Kartal, Öcalan’ın ”PKK’ye yönelik fesih çağrısı” için de ” Bu bir son değil, yeni bir başlangıç olarak görülmelidir. Bu çağrı tüm taraflara büyük sorumluluk yüklüyor” dedi.
KONGRA-GEL Eşbaşkanı Remzi Kartal, PKK Lideri Abdullah Öcalan 27 Şubat’ta DEM Parti heyeti aracılığıyla yaptığı çağrıyı Yeni Özgür Politika gazetesinden Erkan Gülbahçe’ye değerlendirdi.

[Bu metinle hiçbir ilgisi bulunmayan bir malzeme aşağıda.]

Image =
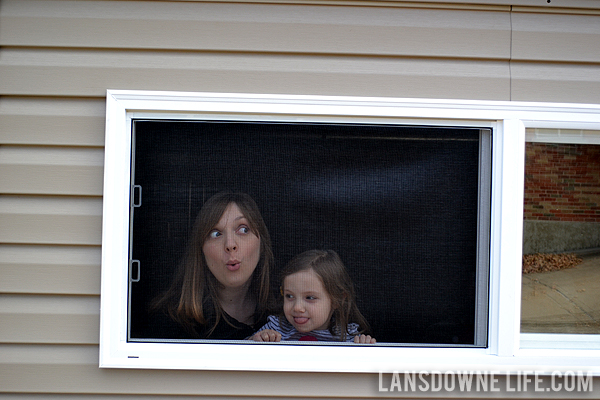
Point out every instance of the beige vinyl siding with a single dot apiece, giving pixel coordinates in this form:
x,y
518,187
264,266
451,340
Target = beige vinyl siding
x,y
58,58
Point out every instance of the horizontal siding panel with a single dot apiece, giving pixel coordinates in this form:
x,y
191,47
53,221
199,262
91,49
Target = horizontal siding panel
x,y
257,28
569,83
50,270
551,37
55,170
90,73
49,319
52,121
50,220
74,370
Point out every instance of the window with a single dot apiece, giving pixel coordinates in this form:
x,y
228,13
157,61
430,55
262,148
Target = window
x,y
484,183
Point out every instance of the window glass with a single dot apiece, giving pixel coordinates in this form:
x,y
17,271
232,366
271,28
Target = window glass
x,y
400,204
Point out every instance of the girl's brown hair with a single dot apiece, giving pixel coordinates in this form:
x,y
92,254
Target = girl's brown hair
x,y
328,265
195,287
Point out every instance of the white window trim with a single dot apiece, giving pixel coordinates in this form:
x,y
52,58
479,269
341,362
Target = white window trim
x,y
508,349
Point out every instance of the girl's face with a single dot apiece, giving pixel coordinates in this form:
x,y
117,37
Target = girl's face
x,y
306,303
232,250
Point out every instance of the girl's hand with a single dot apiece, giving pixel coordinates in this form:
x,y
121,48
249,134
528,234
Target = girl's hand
x,y
364,339
267,335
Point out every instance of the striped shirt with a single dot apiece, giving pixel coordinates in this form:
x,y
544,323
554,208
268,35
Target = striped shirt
x,y
288,332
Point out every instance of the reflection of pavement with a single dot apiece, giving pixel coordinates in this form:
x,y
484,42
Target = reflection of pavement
x,y
566,301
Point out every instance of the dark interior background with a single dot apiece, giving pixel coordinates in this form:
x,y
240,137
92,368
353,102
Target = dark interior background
x,y
399,204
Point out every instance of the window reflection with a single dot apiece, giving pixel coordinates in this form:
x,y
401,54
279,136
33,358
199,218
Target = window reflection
x,y
561,239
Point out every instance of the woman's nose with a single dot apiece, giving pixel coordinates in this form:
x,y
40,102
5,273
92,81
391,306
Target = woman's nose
x,y
230,243
299,306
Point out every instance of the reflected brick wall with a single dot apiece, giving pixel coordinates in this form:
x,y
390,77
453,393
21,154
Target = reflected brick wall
x,y
562,182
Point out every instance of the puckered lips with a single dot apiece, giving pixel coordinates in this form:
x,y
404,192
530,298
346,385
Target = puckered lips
x,y
300,320
233,265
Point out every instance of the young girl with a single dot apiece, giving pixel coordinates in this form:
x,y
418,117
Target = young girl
x,y
318,303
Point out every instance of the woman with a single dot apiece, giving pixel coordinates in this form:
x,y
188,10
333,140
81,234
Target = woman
x,y
222,288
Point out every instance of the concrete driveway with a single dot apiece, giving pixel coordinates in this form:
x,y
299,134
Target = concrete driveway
x,y
565,301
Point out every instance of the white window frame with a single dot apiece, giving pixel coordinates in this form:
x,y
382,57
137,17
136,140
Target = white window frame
x,y
508,350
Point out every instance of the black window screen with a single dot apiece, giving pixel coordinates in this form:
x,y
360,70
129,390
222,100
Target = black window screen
x,y
400,204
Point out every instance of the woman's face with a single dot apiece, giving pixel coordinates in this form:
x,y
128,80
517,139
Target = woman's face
x,y
232,249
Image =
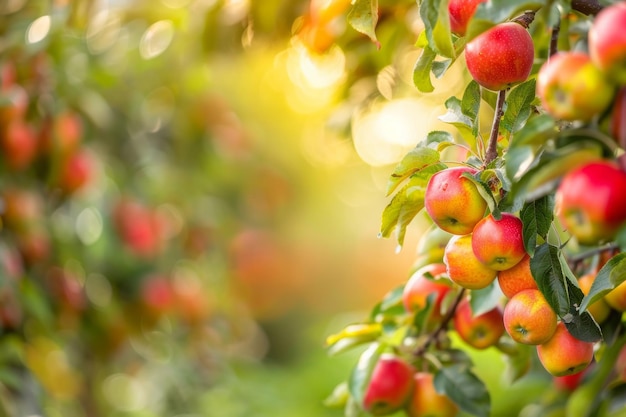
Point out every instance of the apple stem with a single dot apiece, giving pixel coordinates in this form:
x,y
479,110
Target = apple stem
x,y
492,146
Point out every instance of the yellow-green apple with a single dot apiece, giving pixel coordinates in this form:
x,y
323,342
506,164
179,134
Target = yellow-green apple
x,y
453,201
463,267
499,243
479,331
571,87
427,280
390,385
517,278
607,42
528,318
590,202
599,309
563,354
460,12
425,401
500,57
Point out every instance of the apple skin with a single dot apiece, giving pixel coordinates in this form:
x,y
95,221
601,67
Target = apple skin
x,y
499,243
463,267
571,87
590,202
563,354
528,318
501,56
389,386
453,202
425,401
460,12
420,286
607,42
517,278
480,331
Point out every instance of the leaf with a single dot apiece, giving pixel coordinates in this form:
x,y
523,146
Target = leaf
x,y
518,108
464,388
537,216
363,17
610,276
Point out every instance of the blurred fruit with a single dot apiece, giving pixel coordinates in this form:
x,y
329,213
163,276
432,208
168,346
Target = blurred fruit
x,y
500,57
453,202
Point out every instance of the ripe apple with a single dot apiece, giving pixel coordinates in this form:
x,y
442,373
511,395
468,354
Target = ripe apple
x,y
528,318
517,278
463,267
590,202
453,202
499,243
460,12
607,42
501,56
425,401
563,354
571,87
389,386
427,280
480,331
599,310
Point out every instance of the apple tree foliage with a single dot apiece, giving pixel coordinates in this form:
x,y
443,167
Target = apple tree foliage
x,y
533,151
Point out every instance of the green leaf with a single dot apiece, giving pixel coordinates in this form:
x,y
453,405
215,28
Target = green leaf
x,y
464,388
363,17
610,276
518,106
537,216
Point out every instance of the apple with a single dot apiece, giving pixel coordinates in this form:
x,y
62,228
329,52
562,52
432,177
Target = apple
x,y
517,278
463,267
571,87
528,318
453,201
389,386
607,42
500,57
599,310
425,401
427,280
563,354
499,243
590,202
481,331
460,12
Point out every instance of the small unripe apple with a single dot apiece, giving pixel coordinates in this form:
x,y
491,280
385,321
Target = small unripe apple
x,y
453,201
479,331
460,12
499,243
590,202
571,87
389,386
463,267
517,278
501,56
528,318
425,401
563,354
607,41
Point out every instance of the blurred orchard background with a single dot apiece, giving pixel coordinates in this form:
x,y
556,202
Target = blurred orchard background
x,y
191,193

Kartal ile yapılan röportajtan önce çıkan başlıklar şunlar:
”Önder Apo’nun yaptığı bu tarihsel çağrı, Kürdistan, Ortadoğu ve dünya genelindeki siyasal gelişmelerle doğrudan bağlantılıdır. Türkiye Cumhuriyeti’nin özellikle 2014’ten itibaren izlediği askeri strateji, Kürt sorununu çözmek yerine daha da derinleştirdi. Ancak bu yaklaşım başarılı olamadı ve Türkiye’yi ekonomik, siyasi ve toplumsal açıdan ciddi bir krize sürükledi. Önder Apo’nun çağrısı, Ortadoğu’da 3. Dünya Savaşı olarak nitelendirilen büyük güç mücadeleleri ve Filistin-İsrail, Suriye, Irak ve İran’daki gelişmelerin bölgeyi yeniden şekillendirdiği bir dönemde geldi.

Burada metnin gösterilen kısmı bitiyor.